Великому апостолу экспериментальной философии суждено было стать ее мучеником. Ему пришло в голову, что снег можно использовать с преимуществом для предотвращения гниения животных веществ. В очень холодный день, ранней весной 1626 года, он вышел из своей кареты недалеко от Хайгейта, чтобы провести эксперимент. Он зашел в коттедж, купил курицу и собственными руками набил ее снегом. Во время этого занятия он почувствовал внеозноб и вскоре был настолько нездоров, что ему было невозможно вернуться в Грейс-Инн. Граф Арундел, с которым он был хорошо знаком, имел дом в Хайгейте. В этот дом был доставлен Бэкон. Графа не было; но слуги, которые отвечали за место, проявили большое уважение и внимание к прославленному гостю. Здесь, после болезни около недели, он скончался рано утром в день Пасхи, 1626 года. Его ум, по-видимому, сохранял свою силу и живость до конца. Он не забыл курицу, которая стала причиной его смерти. В последнем письме, которое он когда-либо написал, пальцами, которые, как он сказал, не могли твердо держать перо, он не преминул упомянуть, что эксперимент со снегом удался «превосходно».

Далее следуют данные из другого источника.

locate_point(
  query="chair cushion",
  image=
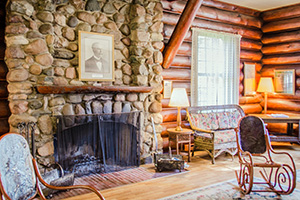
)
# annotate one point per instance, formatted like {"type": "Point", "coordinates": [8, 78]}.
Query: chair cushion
{"type": "Point", "coordinates": [223, 120]}
{"type": "Point", "coordinates": [222, 136]}
{"type": "Point", "coordinates": [206, 121]}
{"type": "Point", "coordinates": [234, 117]}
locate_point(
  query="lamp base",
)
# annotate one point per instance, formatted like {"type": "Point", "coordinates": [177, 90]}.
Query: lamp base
{"type": "Point", "coordinates": [178, 128]}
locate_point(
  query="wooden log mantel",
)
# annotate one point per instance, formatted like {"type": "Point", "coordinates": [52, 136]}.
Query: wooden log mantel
{"type": "Point", "coordinates": [42, 89]}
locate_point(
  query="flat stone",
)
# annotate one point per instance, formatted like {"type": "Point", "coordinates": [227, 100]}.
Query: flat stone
{"type": "Point", "coordinates": [132, 97]}
{"type": "Point", "coordinates": [56, 101]}
{"type": "Point", "coordinates": [46, 29]}
{"type": "Point", "coordinates": [86, 17]}
{"type": "Point", "coordinates": [45, 124]}
{"type": "Point", "coordinates": [16, 29]}
{"type": "Point", "coordinates": [59, 71]}
{"type": "Point", "coordinates": [22, 7]}
{"type": "Point", "coordinates": [92, 5]}
{"type": "Point", "coordinates": [18, 107]}
{"type": "Point", "coordinates": [109, 8]}
{"type": "Point", "coordinates": [60, 81]}
{"type": "Point", "coordinates": [35, 104]}
{"type": "Point", "coordinates": [60, 19]}
{"type": "Point", "coordinates": [127, 80]}
{"type": "Point", "coordinates": [14, 120]}
{"type": "Point", "coordinates": [45, 16]}
{"type": "Point", "coordinates": [17, 75]}
{"type": "Point", "coordinates": [36, 47]}
{"type": "Point", "coordinates": [74, 98]}
{"type": "Point", "coordinates": [64, 54]}
{"type": "Point", "coordinates": [44, 59]}
{"type": "Point", "coordinates": [14, 52]}
{"type": "Point", "coordinates": [84, 27]}
{"type": "Point", "coordinates": [46, 150]}
{"type": "Point", "coordinates": [72, 21]}
{"type": "Point", "coordinates": [17, 88]}
{"type": "Point", "coordinates": [68, 33]}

Наше мнение о моральном характере этого великого человека уже было достаточно объяснено. Если бы его жизнь прошла в литературном уединении, он, по всей вероятности, заслужил бы того, чтобы считаться не только великим философом, но и достойным и добродушным членом общества. Но ни его принципы, ни его дух не были такими, которым можно было доверять, когда нужно было сопротивляться сильным искушениям и встречать серьезные опасности.

В своем завещании он выразил с исключительной краткостью, энергией, достоинством и пафосом скорбное осознание того, что его действия не были такими, чтобы дать ему право на уважение тех, под чьим наблюдением прошла его жизнь, и, в то же время, гордую уверенность в том, что его труды обеспечили ему высокое и постоянное место среди благодетелей человечества. Так, по крайней мере, мы понимаем те поразительные слова, которые часто цитировались, но которые мы должны процитировать еще раз. «Что касается моего имени и памяти, я оставляю их на милосердные суждения людей, и на иностранные народы, и на следующий век».

Его уверенность была оправдана. Со дня его смерти его слава постоянно и неуклонно прогрессировала; и мы не сомневаемся, что его имя будет называться с благоговением до последних веков и до самых отдаленных концов цивилизованного мира.

Главная особенность философии Бэкона кажется нам заключающейся в том, что она была направлена на вещи, совершенно отличные от тех, которые предлагали себе его предшественники. Это было его собственное мнение. «Finis scientiarum», — говорит он, — «a nemine adhuc bene positus est». [Novum Organum, Lib. i. Aph. 81.] И еще: «Omnium gravissimus error in deviatione ab ultimo doctrinarum fine consistit». [De Augmentis, Lib. i.] «Nec ipsa meta», — говорит он в другом месте, — «adhuc ulli, quod sciam, mortalium posita est et defixa». [Cogitata et visa.] Чем внимательнее изучаются его труды, тем яснее, мы думаем, будет видно, что это реальный ключ ко всей его системе и что он использовал средства, отличные от тех, что использовали другие философы, потому что желал прийти к цели, совершенно отличной от их целей.

Какова же была цель, которую Бэкон предложил себе? Это было, чтобы использовать его собственное выразительное выражение, «плод». Это было умножение человеческих наслаждений и смягчение человеческих страданий. Это было «облегчение положения человека». [Advancement of Learning, Book i.] Это было «commodis humanis inservire». [De Augmentis, Lib. vii. Cap. i.] Это было «efficaciter operari ad sublevanda vitae humanae incommoda». [Ib., Lib. ii. Cap. ii.] Это было «dotare vitam humanam novis inventis et copiis». [Novum Organum, Lib. i., Aph. 81.] Это было «genus humanum novis operibus et potestatibus continuo dotare». [Cogitata et visa.] Это было объектом всех его размышлений в каждой области науки, в естественной философии, в законодательстве, в политике, в морали.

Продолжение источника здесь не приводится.